Fin de vie

« A ce rythme-là, on va finir par tuer nos personnes âgées »

« A ce rythme-là, on va finir par tuer nos personnes âgées » 14 septembre 2020
« A ce rythme-là, on va finir par tuer nos personnes âgées »

« Son mari, avec qui elle est mariée depuis 57 ans, est atteint de démence et se trouve dans une résidence adaptée. Avant le confinement, elle lui rendait visite deux fois par jour, passant des heures avec lui, l’embrassant, le serrant et le tenant dans ses bras », raconte une britannique à Nicci Gerrard, fondatrice de John’s Campaign, une organisation qui représente des personnes atteintes de démence et leurs aidants familiaux. Il a atteint « un stade de sa démence où il peut être difficile d’avoir une conversation, mais, témoigne sa femme, « il comprend le langage affectif » – le langage du toucher, de la présence physique et de l’affection ». Arrive le mois de mars et « les portes se ferment ». Lorsqu’enfin elle peut retourner le voir « à une fenêtre, à distance, portant un masque », « il était désorienté et confus », s’attriste son épouse. « Lors de la deuxième visite, il a été plus réactif. Il s’est tenu debout, les bras tendus pour une étreinte et lui a fait signe de s’approcher. » « « Je n’arrêtais pas de dire : ‘Chéri, je ne peux pas, mon chéri’ raconte-t-elle. C’était une torture, pour lui et pour moi. » Lui « pourrait oublier », estime sa femme, « il est atteint de démence », « mais moi – je n’oublie pas ». Depuis cet épisode, elle n’est pas retournée le voir, estimant que ce serait « trop cruel ». Alors « elle n’a pas vu son mari depuis trois mois et demi, ni ne l’a tenu et réconforté pendant six mois ». Mais « elle va tous les jours à la maison de retraite avec des fruits frais, parce qu’il aime les fruits et parce que c’est quelque chose – la seule chose – qu’elle peut faire ».

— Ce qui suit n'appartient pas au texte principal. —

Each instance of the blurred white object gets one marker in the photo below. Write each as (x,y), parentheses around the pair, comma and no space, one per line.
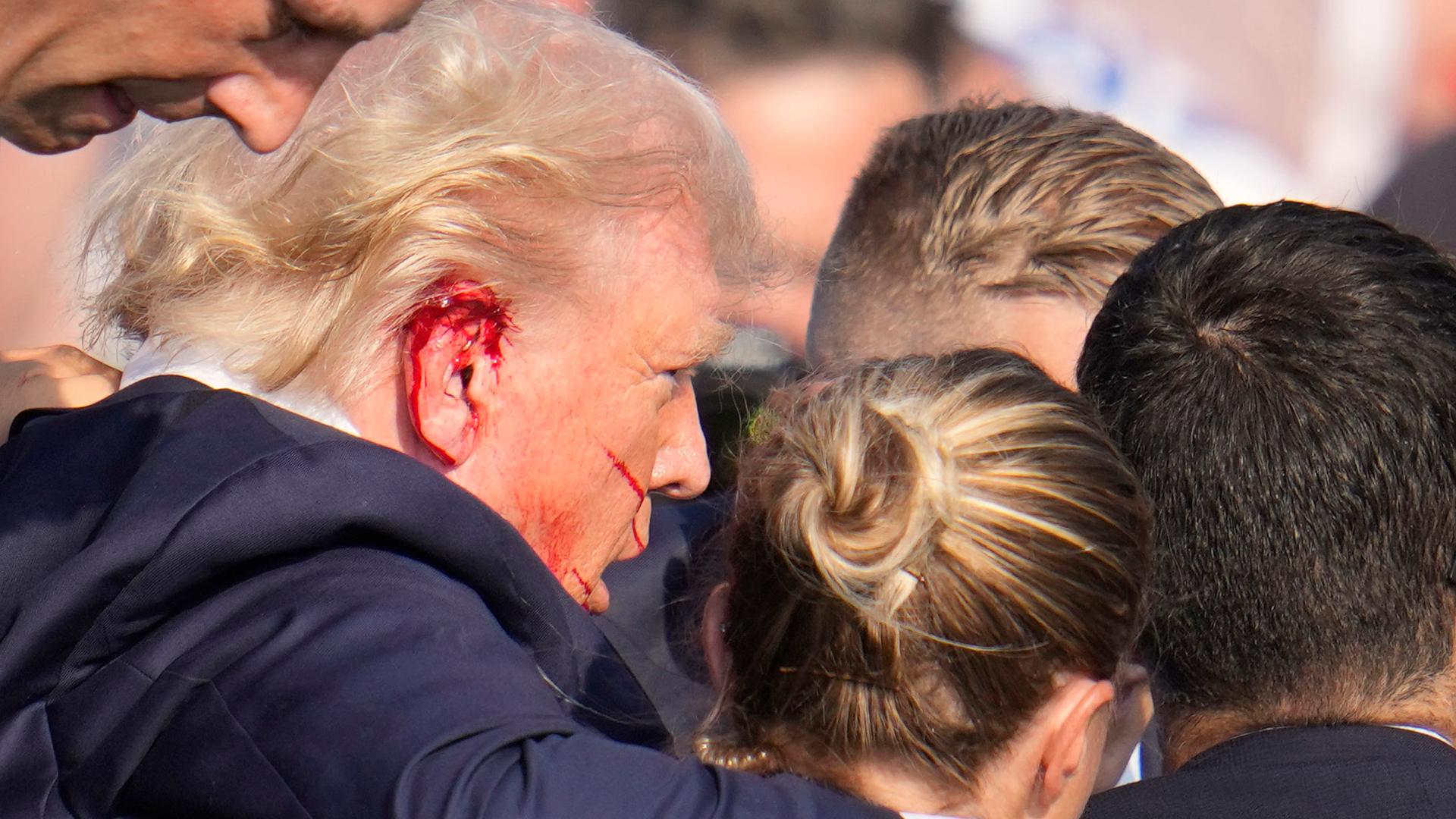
(1095,57)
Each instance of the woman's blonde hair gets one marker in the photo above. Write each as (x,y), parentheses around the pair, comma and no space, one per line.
(918,548)
(488,140)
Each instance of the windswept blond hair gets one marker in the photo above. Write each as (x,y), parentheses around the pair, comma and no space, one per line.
(919,547)
(487,140)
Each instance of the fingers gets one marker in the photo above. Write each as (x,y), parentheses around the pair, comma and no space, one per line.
(50,378)
(60,362)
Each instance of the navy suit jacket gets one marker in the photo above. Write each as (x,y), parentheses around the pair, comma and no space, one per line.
(1307,773)
(210,607)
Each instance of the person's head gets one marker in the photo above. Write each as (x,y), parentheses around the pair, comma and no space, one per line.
(1283,379)
(935,566)
(73,69)
(495,243)
(993,228)
(805,86)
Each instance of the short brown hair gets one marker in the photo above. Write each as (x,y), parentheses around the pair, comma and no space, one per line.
(993,202)
(916,550)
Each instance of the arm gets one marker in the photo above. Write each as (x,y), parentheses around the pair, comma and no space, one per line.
(363,684)
(50,376)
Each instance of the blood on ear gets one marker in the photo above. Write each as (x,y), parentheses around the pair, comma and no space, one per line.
(466,321)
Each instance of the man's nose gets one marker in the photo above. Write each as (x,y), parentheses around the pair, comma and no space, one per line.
(682,457)
(267,104)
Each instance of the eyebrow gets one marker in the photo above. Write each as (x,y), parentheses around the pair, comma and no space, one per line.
(344,22)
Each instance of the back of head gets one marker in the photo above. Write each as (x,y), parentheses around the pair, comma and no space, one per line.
(919,547)
(963,209)
(1283,379)
(488,140)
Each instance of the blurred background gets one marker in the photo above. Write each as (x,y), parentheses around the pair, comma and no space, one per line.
(1343,102)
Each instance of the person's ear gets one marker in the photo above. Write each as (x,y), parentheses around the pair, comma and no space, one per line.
(449,360)
(1072,749)
(715,626)
(1131,711)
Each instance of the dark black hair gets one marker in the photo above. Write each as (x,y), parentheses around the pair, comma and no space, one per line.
(1283,379)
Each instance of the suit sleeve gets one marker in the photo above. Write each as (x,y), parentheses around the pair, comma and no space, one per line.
(360,684)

Pour Nicci Gerrard qui affirme recueillir de nombreux témoignages de ce type, « les établissements d’accueil n’osent pas ouvrir leurs portes, par crainte d’une responsabilité financière et juridique ». « Les directives qui ont été élaborées sans tenir compte de la législation sur les droits de l’homme ne sont pas des directives valables », estime-t-elle. « Nous devrions faire confiance aux aidants familiaux (…). Et cela inclut les jeunes, qui sont devenus une cible pour les reproches et les insultes (« ne tue pas ta grand-mère ») mais qui apportent souvent une grande joie, de l’espoir et une énergie renouvelée à leurs grands-parents », déclare Nicci Gerrard.